UV rays are invisible to the human eye and can be classified into several types: UVA, UVB and UVC. In the electromagnetic spectrum, UV radiation is extremely powerful – more so than visible, infrared, micro and radio waves, but weaker than gamma and x-rays. The strength of UV radiation is quite astounding, so it is easy to understand the importance of skin and eye protection.
UV Radiation and Your Eyes
Your eyes are equipped with natural protective mechanisms, including eyelids, eyebrows, eyelashes, pupillary constriction and reflexive squinting. These are all beneficial protectors, but they are not enough. Without additional protection, overexposure to UV rays will damage your eyes. Common conditions from UV damage include the following.
- Pterygium (Surfer’s Eye) – A benign growth of fleshy tissue on the conjunctiva (the clear membrane covering the white of the eye) that can potentially grow over the cornea and obstruct vision. A pterygium that affects vision may be surgically removed.
- Cataracts – A clouding of the eye’s crystalline lens, which is normally clear. As your vision grows more impaired by the cataract, surgery will likely be required.
- Photokeratitis (Snow Blindness) – An inflammation of the cornea (like sunburn on your eye) often caused by a day in the sun without proper protection, or from overexposure to artificial UV rays.
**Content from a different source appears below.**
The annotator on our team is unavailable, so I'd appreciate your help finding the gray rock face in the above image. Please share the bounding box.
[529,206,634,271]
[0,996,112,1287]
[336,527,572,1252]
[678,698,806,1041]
- Cancer – This can be in the form of melanoma of the eye, or basal cell carcinoma of the lids/surrounding tissues of the eye.
Protect your Eyes
Whether you prefer the mountains, water, beach or somewhere in between, it is important to follow the EPA guidelines for UV eye and body protection.
For example, when the UV index is low (2 or below) be sure to wear your sunglasses. Pick a pair that looks stylish and blocks 99 to 100% of UVA and UVB rays. If you’re in the market, a pair of Sidepipe sunglasses from our Von Zipper collection will do just that. Be sure your contact lenses are also protecting your eyes from dangerous UV rays. Acuvue 1 Day and Acuvue Advance Plus lenses have very high grades of UV protection and silicon hydrogel technology to retain moisture, even on the hottest days. Along with your sunglasses and contacts, even at the low risk level, don’t forget to use sunscreen rated SPF 15 or above.
Stay protected, stay healthy.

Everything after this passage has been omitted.